Extortion (also called shakedown, outwrestling and exaction) is a criminal offense of obtaining money, property, or services from an individual or institution, through coercion. It is sometimes euphemistically referred to as a "protection racket" since the racketeers often phrase their demands as payment for "protection" from (real or hypothetical) threats from unspecified other parties. Extortion is commonly practiced by organized crime groups. The actual obtainment of money or property is not required to commit the offense. Making a threat of violence which refers to a requirement of a payment of money or property to halt future violence is sufficient to commit the offense. Exaction refers not only to extortion or the demanding and obtaining of something through force, but additionally, in its formal definition, means the infliction of something such as pain and suffering or making somebody endure something unpleasant.
Extortion is distinguished from robbery. In robbery, whether armed or not, the offender takes property from the victim by the immediate use of force or fear that force will be immediately used (as in the classic line, "Your money or your life.") Extortion, which is not limited to the taking of property, involves the verbal or written instillation of fear that something will happen to the victim if they do not comply with the extortionist's will. Another key distinction is that extortion always involves a verbal or written threat, whereas robbery does not. In United States federal law, extortion can be committed with or without the use of force and with or without the use of a weapon.
In blackmail, which always involves extortion, the extortionist threatens to reveal information about a victim or their family members that is potentially embarrassing, socially damaging, or incriminating unless a demand for money, property, or services is met. Examples of blackmail scams include ransom emails that threaten to distribute compromising images or videos of the recipient unless money is paid, often by cryptocurrencies (virtual or digital money) such as Bitcoin. The scammer may claim to have hacked the person’s computer and obtained webcam footage of them looking at adult material, or in some cases the scammer may have actual images or videos of the person, such as material shared as part of an online romance scam. See our page on Email threats about video release for more information and advice.
The term extortion is often used metaphorically to refer to usury or to price-gouging, though neither is legally considered extortion. It is also often used loosely to refer to everyday situations where one person feels indebted against their will, to another, in order to receive an essential service or avoid legal consequences.
Neither extortion nor blackmail requires a threat of a criminal act, such as violence, merely a threat used to elicit actions, money, or property from the object of the extortion. Such threats include the filing of reports (true or not) of criminal behavior to the police, revelation of damaging facts (such as pictures of the object of the extortion in a compromising position), etc.
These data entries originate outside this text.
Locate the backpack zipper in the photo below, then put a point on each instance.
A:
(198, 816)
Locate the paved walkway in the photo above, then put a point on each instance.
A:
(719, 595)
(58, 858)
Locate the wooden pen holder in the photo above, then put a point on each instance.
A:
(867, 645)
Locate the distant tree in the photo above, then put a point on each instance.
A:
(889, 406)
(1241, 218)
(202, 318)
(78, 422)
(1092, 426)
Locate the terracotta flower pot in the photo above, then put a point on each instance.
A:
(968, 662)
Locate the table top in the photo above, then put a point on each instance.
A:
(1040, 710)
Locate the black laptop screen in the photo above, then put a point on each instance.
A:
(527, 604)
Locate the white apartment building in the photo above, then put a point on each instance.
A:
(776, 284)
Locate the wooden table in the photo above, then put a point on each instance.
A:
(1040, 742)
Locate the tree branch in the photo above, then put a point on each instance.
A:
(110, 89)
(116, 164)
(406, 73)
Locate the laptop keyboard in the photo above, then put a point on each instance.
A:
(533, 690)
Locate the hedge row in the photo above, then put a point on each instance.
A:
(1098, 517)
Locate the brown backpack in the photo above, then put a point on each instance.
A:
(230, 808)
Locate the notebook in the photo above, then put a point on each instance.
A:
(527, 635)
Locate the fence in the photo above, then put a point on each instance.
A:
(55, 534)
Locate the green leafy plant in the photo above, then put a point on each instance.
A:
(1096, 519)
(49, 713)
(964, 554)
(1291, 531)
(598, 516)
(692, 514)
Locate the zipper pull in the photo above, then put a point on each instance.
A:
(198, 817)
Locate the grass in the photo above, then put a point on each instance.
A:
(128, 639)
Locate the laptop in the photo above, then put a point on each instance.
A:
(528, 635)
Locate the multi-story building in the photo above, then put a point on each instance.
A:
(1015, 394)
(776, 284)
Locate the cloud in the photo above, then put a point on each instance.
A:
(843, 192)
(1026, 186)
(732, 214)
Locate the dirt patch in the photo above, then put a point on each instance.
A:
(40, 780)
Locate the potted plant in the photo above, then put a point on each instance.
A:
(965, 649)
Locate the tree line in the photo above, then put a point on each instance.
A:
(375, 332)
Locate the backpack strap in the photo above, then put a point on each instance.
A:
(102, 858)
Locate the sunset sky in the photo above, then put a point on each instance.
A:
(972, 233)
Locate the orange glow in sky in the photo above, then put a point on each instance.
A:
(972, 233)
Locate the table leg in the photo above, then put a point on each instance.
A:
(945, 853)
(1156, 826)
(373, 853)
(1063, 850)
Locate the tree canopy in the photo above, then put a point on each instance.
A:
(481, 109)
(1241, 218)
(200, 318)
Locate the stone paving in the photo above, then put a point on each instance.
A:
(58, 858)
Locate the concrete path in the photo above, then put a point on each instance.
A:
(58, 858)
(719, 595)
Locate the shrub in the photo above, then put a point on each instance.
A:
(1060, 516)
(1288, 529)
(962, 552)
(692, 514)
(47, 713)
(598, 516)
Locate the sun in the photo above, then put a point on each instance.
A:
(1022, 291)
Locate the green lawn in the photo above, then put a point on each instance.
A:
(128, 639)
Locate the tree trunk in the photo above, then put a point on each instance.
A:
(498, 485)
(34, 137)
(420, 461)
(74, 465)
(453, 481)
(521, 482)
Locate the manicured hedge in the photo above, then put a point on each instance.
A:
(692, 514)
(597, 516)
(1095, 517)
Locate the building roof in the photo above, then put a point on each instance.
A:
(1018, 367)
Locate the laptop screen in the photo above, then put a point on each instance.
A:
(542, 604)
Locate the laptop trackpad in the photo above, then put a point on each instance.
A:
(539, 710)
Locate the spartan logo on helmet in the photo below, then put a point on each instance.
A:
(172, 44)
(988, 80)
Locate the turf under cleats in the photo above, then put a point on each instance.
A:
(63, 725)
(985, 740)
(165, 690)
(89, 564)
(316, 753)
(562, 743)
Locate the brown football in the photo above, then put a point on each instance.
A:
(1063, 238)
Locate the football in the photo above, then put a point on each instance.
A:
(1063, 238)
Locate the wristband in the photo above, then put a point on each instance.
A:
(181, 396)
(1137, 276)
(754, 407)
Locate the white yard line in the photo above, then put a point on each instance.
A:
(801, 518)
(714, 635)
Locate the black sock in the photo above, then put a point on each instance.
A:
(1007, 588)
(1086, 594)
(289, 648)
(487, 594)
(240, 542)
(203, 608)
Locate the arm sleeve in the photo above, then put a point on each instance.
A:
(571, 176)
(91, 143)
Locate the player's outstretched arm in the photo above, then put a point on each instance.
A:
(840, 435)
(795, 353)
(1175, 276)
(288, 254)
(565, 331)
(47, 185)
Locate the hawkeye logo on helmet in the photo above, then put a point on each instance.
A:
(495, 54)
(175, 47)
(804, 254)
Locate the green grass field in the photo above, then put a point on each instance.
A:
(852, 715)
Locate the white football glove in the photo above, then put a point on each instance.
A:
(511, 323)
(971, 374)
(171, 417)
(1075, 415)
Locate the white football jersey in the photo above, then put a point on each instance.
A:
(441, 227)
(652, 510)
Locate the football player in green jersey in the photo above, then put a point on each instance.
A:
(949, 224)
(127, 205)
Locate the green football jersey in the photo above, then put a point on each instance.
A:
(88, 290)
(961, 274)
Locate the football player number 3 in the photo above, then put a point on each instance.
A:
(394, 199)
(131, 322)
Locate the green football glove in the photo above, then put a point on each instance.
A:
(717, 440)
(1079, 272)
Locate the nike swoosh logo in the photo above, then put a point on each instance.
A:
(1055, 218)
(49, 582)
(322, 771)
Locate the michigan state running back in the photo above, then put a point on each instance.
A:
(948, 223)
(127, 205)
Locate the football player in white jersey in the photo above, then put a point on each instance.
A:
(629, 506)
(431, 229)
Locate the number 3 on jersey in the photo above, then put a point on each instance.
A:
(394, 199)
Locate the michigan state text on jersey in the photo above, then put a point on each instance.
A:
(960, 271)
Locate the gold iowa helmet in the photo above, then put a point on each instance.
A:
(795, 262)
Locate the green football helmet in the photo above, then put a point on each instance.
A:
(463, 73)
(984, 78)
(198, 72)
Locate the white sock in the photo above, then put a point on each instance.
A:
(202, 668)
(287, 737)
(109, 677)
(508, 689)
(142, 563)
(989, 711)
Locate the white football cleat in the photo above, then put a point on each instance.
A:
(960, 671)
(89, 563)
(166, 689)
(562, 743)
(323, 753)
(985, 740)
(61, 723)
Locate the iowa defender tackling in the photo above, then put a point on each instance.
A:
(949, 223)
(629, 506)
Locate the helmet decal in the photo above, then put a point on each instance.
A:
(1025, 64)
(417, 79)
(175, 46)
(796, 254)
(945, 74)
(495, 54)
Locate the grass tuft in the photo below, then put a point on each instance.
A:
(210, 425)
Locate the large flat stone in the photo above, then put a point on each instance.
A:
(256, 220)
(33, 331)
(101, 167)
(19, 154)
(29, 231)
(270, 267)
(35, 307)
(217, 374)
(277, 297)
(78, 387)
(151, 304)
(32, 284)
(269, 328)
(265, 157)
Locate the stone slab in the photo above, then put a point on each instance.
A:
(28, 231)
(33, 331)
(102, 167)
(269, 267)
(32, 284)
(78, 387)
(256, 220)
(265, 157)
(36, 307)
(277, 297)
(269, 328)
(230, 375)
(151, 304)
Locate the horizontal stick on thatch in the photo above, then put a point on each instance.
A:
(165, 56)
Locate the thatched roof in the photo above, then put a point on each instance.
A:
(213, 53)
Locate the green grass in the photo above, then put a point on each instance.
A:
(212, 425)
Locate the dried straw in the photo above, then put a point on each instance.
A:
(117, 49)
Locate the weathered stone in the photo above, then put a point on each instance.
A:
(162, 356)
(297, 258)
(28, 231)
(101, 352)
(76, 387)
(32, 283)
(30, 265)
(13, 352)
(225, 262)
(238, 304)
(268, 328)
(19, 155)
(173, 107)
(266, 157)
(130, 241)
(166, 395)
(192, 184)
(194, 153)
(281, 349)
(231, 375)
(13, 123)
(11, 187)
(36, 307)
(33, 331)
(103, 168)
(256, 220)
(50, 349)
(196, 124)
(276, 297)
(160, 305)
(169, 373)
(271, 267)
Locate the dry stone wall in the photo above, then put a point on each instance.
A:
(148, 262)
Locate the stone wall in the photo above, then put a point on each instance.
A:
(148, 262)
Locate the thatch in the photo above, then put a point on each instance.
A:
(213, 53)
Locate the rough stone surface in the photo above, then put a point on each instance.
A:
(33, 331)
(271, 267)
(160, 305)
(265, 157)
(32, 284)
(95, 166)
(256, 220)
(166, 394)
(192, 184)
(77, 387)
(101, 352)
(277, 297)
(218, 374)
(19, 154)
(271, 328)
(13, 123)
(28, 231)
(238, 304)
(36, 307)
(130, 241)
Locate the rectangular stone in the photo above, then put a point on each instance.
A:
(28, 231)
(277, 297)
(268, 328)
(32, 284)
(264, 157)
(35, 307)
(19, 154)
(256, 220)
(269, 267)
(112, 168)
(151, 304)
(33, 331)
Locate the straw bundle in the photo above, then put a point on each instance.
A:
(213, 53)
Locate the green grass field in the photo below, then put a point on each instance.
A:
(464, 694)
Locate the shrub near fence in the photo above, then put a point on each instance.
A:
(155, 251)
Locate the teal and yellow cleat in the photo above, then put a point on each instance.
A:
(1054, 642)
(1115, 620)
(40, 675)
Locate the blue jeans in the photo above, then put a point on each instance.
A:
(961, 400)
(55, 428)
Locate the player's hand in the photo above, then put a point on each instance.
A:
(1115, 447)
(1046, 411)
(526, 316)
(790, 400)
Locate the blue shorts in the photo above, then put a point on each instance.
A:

Cyberextortion is when an individual or group uses the internet as an offensive force. The group or individual usually sends a company a threatening email stating that they have received confidential information about their company and will exploit a security leak or launch an attack that will harm the company's network. The message sent through the email usually demands money in exchange for the prevention of the attack.
In March 2008, Anthony Digati was arrested on federal charges of extortion through interstate communication. Digati put $50,000 into a variable life insurance policy by New York Life Insurance Company and wanted a return of $198,303.88. When the firm didn't comply, he threatened to send out 6 million spam emails. He registered a domain in February 2008 that contained New York Life's name in the URL to display false public statements about the company and increased his demand to $3 million. According to prosecutors, Digati's intent was not to inform or educate but he wanted to "damage the reputation of New York Life and cost the company millions of dollars in revenue,”. New York Life contacted the Federal Bureau of Investigation and Digati was apprehended.
On February 15, 2011, Spanish police apprehended a man who attempted to blackmail Nintendo over customer information he had stolen. The man stole personal information about 4,000 users and emailed Nintendo Ibérica, Nintendo's Spanish division, and accused the company of data negligence. He threatened the company that he would make the information public and complain to the Spanish Data Agency if his demands were not met. After Nintendo ignored his demands, he published some of the information on an Internet forum. Nintendo notified authorities and the man was arrested in Málaga. No information has been revealed as to what the man demanded from Nintendo.